Stephen Shenfield. VIKTORIA TOKAREVA

JRL recently reproduced an interview with the much respected literary critic Alla Latynina that appeared in The Moscow Times (12/21/01) under the heading "Hunting for Russia's Next Dostoevsky." The next Dostoevsky, it seems, is nowhere in sight, and even possible candidates for the title of great writer are few and far between.

As for my favorite contemporary Russian writer, Viktoria Tokareva, she didn't even get a mention. And I've noticed a note of condescension in the response of any Russian with pretensions to being a "cultured" person if I happen to mention my enthusiasm for her.

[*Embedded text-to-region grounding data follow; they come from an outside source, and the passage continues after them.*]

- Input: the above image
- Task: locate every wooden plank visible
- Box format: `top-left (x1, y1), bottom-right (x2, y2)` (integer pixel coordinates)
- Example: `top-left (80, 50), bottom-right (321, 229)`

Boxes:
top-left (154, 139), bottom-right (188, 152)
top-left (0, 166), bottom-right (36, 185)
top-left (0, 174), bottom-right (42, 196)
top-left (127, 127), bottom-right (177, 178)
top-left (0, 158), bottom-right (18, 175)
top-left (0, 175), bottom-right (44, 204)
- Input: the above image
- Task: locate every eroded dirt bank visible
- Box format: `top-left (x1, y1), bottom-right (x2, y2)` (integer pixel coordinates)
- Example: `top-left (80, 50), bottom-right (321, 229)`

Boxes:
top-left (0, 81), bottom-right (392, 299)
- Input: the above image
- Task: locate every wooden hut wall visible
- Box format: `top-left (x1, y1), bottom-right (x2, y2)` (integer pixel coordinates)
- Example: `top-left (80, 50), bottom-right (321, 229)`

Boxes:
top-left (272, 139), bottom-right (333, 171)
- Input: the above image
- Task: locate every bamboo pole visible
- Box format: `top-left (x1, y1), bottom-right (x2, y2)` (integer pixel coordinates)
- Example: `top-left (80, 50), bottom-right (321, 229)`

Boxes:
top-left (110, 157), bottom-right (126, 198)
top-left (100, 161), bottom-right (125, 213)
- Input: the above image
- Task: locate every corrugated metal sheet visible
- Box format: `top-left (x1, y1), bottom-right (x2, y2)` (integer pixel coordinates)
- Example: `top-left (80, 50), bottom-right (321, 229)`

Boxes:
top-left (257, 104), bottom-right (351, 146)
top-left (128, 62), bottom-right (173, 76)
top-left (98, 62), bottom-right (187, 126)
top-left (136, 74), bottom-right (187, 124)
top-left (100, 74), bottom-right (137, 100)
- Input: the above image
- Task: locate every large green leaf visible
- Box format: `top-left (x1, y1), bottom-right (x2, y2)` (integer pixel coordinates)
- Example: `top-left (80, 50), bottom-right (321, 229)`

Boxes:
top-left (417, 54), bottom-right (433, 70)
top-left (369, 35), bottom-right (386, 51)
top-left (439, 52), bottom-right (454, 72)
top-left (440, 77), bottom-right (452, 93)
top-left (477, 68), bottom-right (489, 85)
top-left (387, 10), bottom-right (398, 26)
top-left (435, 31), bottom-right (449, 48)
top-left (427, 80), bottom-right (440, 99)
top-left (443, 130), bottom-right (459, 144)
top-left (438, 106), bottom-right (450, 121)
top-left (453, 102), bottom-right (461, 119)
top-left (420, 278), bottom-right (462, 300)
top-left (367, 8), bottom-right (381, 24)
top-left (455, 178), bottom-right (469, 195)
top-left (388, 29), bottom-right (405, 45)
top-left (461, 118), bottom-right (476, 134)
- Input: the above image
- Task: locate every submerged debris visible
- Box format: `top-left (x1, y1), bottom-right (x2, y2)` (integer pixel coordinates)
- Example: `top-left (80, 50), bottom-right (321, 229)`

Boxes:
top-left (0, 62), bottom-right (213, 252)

Why this snobbishness? Perhaps because Tokareva always writes in straightforward colloquial Russian -- a great help to the foreigner struggling to learn the language. Perhaps because her theme is always the everyday life of ordinary people, with none of the "deep" philosophizing of a Dostoevsky or of the surrealistic fantasy that fills the work of Viktor Pelevin (one of the handful of writers whose merits Latynina recognizes). Perhaps simply because she is pigeonholed as a writer of romantic fiction, a genre with very low social status everywhere, read as it is mainly by women -- of lower status even than detective fiction, to which Latynina does devote attention.

I've been reading Tokareva for close on 20 years now, but she's been around for much longer than that. Born in Leningrad, she graduated as a pianist from the Leningrad College of Music -- which explains why many of her stories are about musicians -- and then went to Moscow to study scriptwriting at the State Institute of Cinematography. Her first short story ("Day Without Fibs") appeared in 1964. She is known for her films and TV plays as well as her short stories and novellas, though the latter no less than the former display her talent for vivid dialogue.

While Tokareva never philosophizes at length, her work is rich in perceptive and striking insights into both individual psychology and changing social conditions. She does not push her views about current developments down her reader's throat, but she is nonetheless an extremely socially aware writer. "My theme," she says in a letter to the reader, "is nostalgia [toska] for the ideal... It might seem that love does not depend on the political system, but it turns out that everything is embedded in society, and love is no exception." (1)

Occasionally she even has something interesting to say about high politics or international relations, though she approaches even such subjects from a worm's eye view -- for instance, from the perspective of the terrified soldier who is summoned at dead of night to staff HQ to type the Soviet declaration of war on Japan.

What is especially appealing in Tokareva is the feeling that she conveys as narrator for her characters. She enjoys poking fun at them, but always with gentle irony, never harsh sarcasm. The reader feels the warmth of her sympathy for all her characters -- male and female, cynics as well as naïve idealists -- even as they drive one another to distraction.

Tokareva straddles the late Soviet and the post-Soviet eras. But hers is a consistent voice: a strong continuity of style and attitude bridges the divide. In some inessential respects one period of her work differs from another. Glasnost allowed her to tackle previously sensitive themes. Among other things, it allowed her to write about sex. But there was also something in her early work that she lost in the 1990s. One feature that I particularly appreciated, her use of metaphor drawn from the physical sciences, disappeared -- presumably out of deference to those readers unable to understand it. Her best work, in my opinion, was published at the end of the 1980s in the journal Novyi mir -- after the lifting of censorship but before the onset of commercialization.

It is a great pity that none of the work of Viktoria Tokareva has been published in English translation.

(1) Mozhno i nel'zia (Moscow: EKSMO-Press, 1998), p. 7.